After returning to Rio in 1959, she began producing her most famous works, including the stories of Family Ties, the great mystic novel The Passion According to G.H. and what is arguably her masterpiece, Água Viva. Seriously injured in a fire in her apartment in 1966, Clarice spent the last 11 years of her life in frequent pain, steadily writing and publishing novels and stories until her premature death in 1977. Shortly after The Hour of the Star was published, she was admitted to hospital with inoperable ovarian cancer.

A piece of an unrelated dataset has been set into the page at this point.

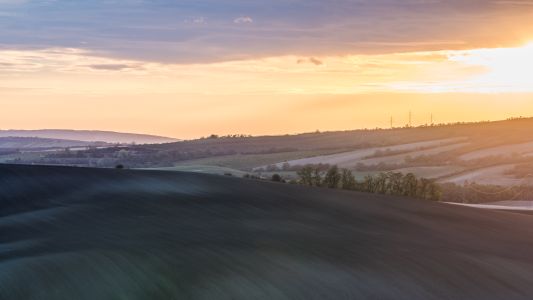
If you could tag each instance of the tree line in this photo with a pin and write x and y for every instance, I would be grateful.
(388, 183)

Statue of Clarise with her Olympic SF portable typewriter at Praça Maciel Pinheiro - Recife, Pernambuco, Brazil.

PS: There is an alarming number of seriously misinformed people who think this image is of Clarice Lispector. It is in fact Alice Denham, Miss July 1956 in Playboy magazine.


HBlaine said...

Robert, thank you so much for the (yet again) excellent post. Clarice Lispector has long been on my ever growing list of “Authors I Need to Read”. Your post serves as a good kick to the reminder for me to get ahold of her work. Thanks again, and Happy Holidays from the States!

Richard P said...

She is one of my favorite writers, though I only began reading her work a few years ago. She wrote very intelligent and challenging stories about awakening to oneself and to the strangeness of the world.

Of course, that is an Underwood in a couple of the photos.

Richard P said...

I believe it's a Finger-Flite Champion. One of the best '50s Underwood portables.

Bill M said...

Very well done, Robert.
Hope you and yours have a Merry Christmas!